Fata Morgana
Laut einem bekannt gewordenen sogenannten „Rohbericht“ des Rechnungshofes war die Zerschlagung der Gebietskrankenkassen durch die türkis-blaue Regierung wirklich nicht umsonst. Im Gegenteil: Sie kostete viel Geld. Die damals propagierte „Patientenmilliarde“ als Einsparung hat sich als eine Fata Morgana erwiesen, eher wird es eine Patientenmilliarde an Ausgaben.

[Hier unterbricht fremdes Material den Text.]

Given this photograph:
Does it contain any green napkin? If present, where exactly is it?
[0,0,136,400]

„Die Vase, die auf den Boden geworfen wurde, kann auch nicht mehr repariert werden.“
Umsonst hatten viele Kritikerinnen und Kritiker die Politik gewarnt, dass die Einsparungsziele unrealistisch sein würden. Umsonst waren jegliche Hoffnungen, dass der Verfassungsgerichtshof die kostspielige Zentralisierung stoppen würde, die dem Effizienzprinzip der Bundesverfassung widersprach. Der Gerichtshof sah in seinem Erkenntnis aus dem Jahr 2018 keinen Grund, dass der Gesetzgeber mit der Zusammenlegung der Gebietskrankenkassen zur Österreichischen Gesundheitskasse angesichts der erwarteten Einsparungen und Effizienzsteigerungen seinen rechtspolitischen Entscheidungsspielraum überschritten hätte, wie er schrieb.
Und jetzt, nachdem sich Einsparungen und Effizienzsteigerungen offenbar in Luft aufgelöst haben? Wird die Zerschlagung der Gebietskrankenkassen rückgängig gemacht?

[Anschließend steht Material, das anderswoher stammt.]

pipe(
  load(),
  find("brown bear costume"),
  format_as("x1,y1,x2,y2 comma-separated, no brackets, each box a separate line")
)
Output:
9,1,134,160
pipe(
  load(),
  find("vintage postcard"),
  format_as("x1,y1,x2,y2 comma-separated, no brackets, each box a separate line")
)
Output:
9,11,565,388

Natürlich nicht. Die Vase, die auf den Boden geworfen wurde, kann auch nicht mehr repariert werden. Die bisherigen Wortmeldungen zeigen vielmehr, wohin die Reise geht: So wird beispielsweise beklagt, dass die Leistungen der Gesundheitskasse noch immer nicht österreichweit vereinheitlicht sind. Unverbesserliche Zentralisten wie etwa ein Neos-Abgeordneter versteigen sich sogar zur hämischen Bemerkung, die verlorenen Rücklagen der Vorarlberger Gebietskrankenkasse seien ohnehin nicht so hoch gewesen, weil in den letzten Jahren kaum mehr welche gebildet worden wären. Nun, die Gebietskrankenkasse hätte jedenfalls unklug gehandelt, wenn sie noch mehr Rücklagen erzeugt hätte, nur um sie von Wien absaugen zu lassen.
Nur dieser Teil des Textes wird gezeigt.